François Duranton, co-fondateur de ZeTrace : « Les projets de marketplaces BtoB ne faiblissent pas »

Il y a dix-huit mois (LDA 281 – avril 2019), François Duranton (ZeTrace) publie dans nos colonnes un panorama des solutions places de marché. Début 2020, la pandémie et le premier confinement marquent l’explosion du e-commerce, BtoC ou BtoB. Entre ces deux catégories, les frontières paraissent même s’estomper. Au moment où débute le 2e confinement, c’est donc l’occasion de faire à nouveau le point sur ce commerce en ligne qui touche de façon égale les particuliers et les entreprises.

Avec la pandémie et les périodes de confinement, c'est un peu l'âge d'or du e-commerce qui se profile. Jusqu’où cela va-t-il bouleverser les canaux de vente habituels ? Existe-t-il des différences BtoC et BtoB ? Est-ce que la crise économique freine ou au contraire accélère les investissements ?

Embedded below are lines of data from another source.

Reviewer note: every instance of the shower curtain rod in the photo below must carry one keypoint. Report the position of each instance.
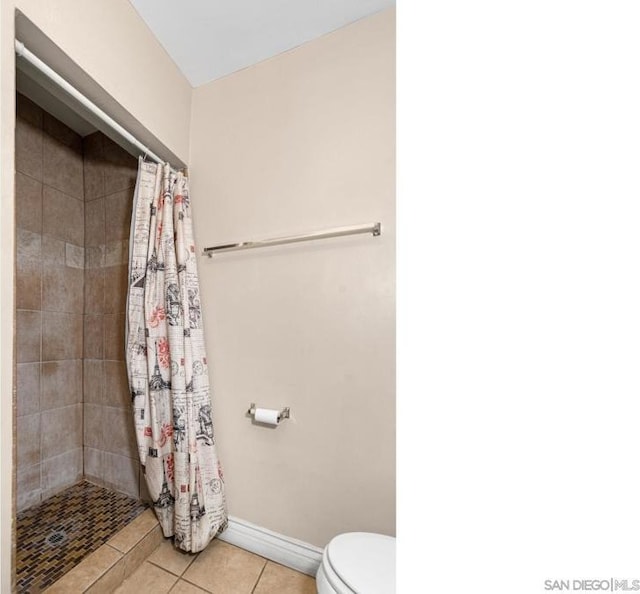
(52, 75)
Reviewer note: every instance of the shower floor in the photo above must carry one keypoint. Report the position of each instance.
(56, 535)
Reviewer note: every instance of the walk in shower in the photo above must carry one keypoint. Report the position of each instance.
(76, 448)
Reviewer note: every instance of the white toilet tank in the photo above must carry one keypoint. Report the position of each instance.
(360, 563)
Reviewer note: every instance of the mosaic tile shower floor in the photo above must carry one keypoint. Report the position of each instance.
(56, 535)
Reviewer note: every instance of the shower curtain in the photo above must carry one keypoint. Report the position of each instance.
(167, 363)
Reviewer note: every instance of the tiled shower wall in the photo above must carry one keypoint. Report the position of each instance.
(72, 218)
(49, 289)
(110, 454)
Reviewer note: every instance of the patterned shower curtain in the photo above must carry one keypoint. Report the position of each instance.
(167, 363)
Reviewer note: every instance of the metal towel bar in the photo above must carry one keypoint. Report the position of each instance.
(374, 229)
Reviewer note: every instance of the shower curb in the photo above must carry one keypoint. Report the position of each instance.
(107, 567)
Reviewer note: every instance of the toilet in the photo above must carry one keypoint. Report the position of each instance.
(358, 562)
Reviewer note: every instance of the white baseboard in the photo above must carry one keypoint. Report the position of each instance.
(287, 551)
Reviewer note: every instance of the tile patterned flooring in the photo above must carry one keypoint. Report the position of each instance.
(56, 535)
(220, 569)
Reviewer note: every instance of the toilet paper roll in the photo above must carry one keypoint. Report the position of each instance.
(269, 416)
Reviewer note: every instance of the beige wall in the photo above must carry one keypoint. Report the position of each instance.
(302, 142)
(129, 71)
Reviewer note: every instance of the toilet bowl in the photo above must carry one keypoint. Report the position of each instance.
(358, 563)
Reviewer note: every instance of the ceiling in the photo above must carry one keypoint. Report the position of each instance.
(208, 39)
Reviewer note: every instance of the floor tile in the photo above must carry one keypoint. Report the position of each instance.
(126, 539)
(223, 568)
(56, 535)
(183, 587)
(170, 558)
(148, 579)
(277, 579)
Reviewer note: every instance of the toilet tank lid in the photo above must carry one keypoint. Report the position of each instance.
(364, 561)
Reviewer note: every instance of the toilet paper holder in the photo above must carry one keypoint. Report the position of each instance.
(283, 414)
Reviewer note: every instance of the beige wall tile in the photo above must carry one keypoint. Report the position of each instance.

Ce n’est effectivement pas simple de bien distinguer les chiffres entre BtoC et BtoB. Mais les sociétés BtoB avec lesquelles nous travaillons se disent moins impactées par les mesures dues au confinement que les entreprises du Retail. Elles parviennent à maintenir leurs investissements dans le digital. Il y a bien eu une phase de sidération en mars pendant laquelle beaucoup de projets ont été mis en stand-by. Les entreprises se sont mises à réduire leurs coûts de mise en œuvre, les missions des freelances, et capitaliser plutôt sur leurs ressources internes. L’été passé, dès septembre, elles ont connu un fort rebond d’activité. Le 2e confinement devrait être limité dans le temps. C’est donc une étape de plus à passer et ne s’en sortiront que celles qui iront au bout de leurs programmes de digitalisation des ventes. C’est ce qui ressort de nos échanges avec une vingtaine de dirigeants d’entreprises. Ceux qui ne feront rien se feront absorbés par ceux qui vont faire…

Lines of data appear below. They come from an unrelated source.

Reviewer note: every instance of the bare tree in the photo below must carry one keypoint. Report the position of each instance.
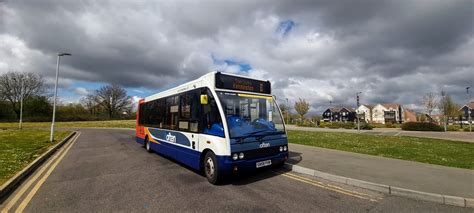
(430, 101)
(301, 107)
(114, 99)
(447, 106)
(15, 86)
(89, 103)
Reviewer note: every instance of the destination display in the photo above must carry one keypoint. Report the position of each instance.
(242, 84)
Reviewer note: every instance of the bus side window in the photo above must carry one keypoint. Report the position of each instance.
(212, 122)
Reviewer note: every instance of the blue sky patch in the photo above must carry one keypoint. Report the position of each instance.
(244, 66)
(285, 27)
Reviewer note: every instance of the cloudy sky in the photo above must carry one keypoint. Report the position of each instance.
(391, 51)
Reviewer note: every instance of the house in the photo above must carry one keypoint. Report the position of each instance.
(387, 113)
(341, 114)
(437, 118)
(466, 109)
(365, 112)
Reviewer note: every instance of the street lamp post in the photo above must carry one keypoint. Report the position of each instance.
(51, 138)
(469, 109)
(357, 113)
(287, 111)
(444, 112)
(20, 126)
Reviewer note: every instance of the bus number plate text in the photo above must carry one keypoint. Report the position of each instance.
(264, 163)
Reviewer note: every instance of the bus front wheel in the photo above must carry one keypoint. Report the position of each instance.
(210, 168)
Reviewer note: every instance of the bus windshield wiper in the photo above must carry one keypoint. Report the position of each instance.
(270, 133)
(252, 134)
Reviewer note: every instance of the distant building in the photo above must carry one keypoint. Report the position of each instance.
(387, 113)
(365, 112)
(466, 109)
(409, 116)
(340, 114)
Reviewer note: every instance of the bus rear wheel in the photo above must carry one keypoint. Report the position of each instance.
(211, 170)
(147, 145)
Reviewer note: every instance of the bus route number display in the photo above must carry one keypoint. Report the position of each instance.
(242, 84)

Je vois tous ces projets surtout du point de vue des vendeurs, peu des achats. Beaucoup de projets d’importateurs ou de manufacturiers ont une dimension BtoBtoX. Il s’agit de fournir à leurs grossistes ou à leurs revendeurs une plateforme de vente, de gestion de leads. Un outil en marque blanche. Ainsi ce fabricant d’ordinateurs, qui vend au grand public comme aux professionnels, et qui met à disposition de ses revendeurs une plateforme de vente. Une façon de mutualiser le SEO et l’acquisition de trafic. Ensuite, il y a un partage de datas clients entre l’industriel et son réseau.

Il y a aussi des projets de manufacturiers visant directement les consommateurs (BtoC ou BtoB). Ils sont largement expérimentaux et ne constituent pas encore une ligne de profit. L’idée étant d’aller vendre en direct via des marketplaces sans pour autant monter un site de ventes en concurrence directe avec des revendeurs… Ce sont des initiatives de marques dans les domaines des équipements, de la production. Des centrales de référencement ou des coopératives investissent également de cette façon en mettant à disposition de leurs adhérents des plateformes technologiques. C’est de la fourniture de moyens, de l’acquisition de clients et du partage de la valeur.

A noter encore, les Gafa qui mettent à disposition de nouveaux outils comme Facebook Shops ou Google Shopping Actions pour, au-delà du SEO, favoriser l’achat depuis leurs pages. Ils remontent la chaine de valeur. Du BtoC qui pourrait être aussi du BtoB

Comment les entreprises, et en particulier les directions achats, font-elles face aux ambitions des plateformes ? Comment cela peut-il modifier les relations entre fournisseurs et donneurs d’ordres ?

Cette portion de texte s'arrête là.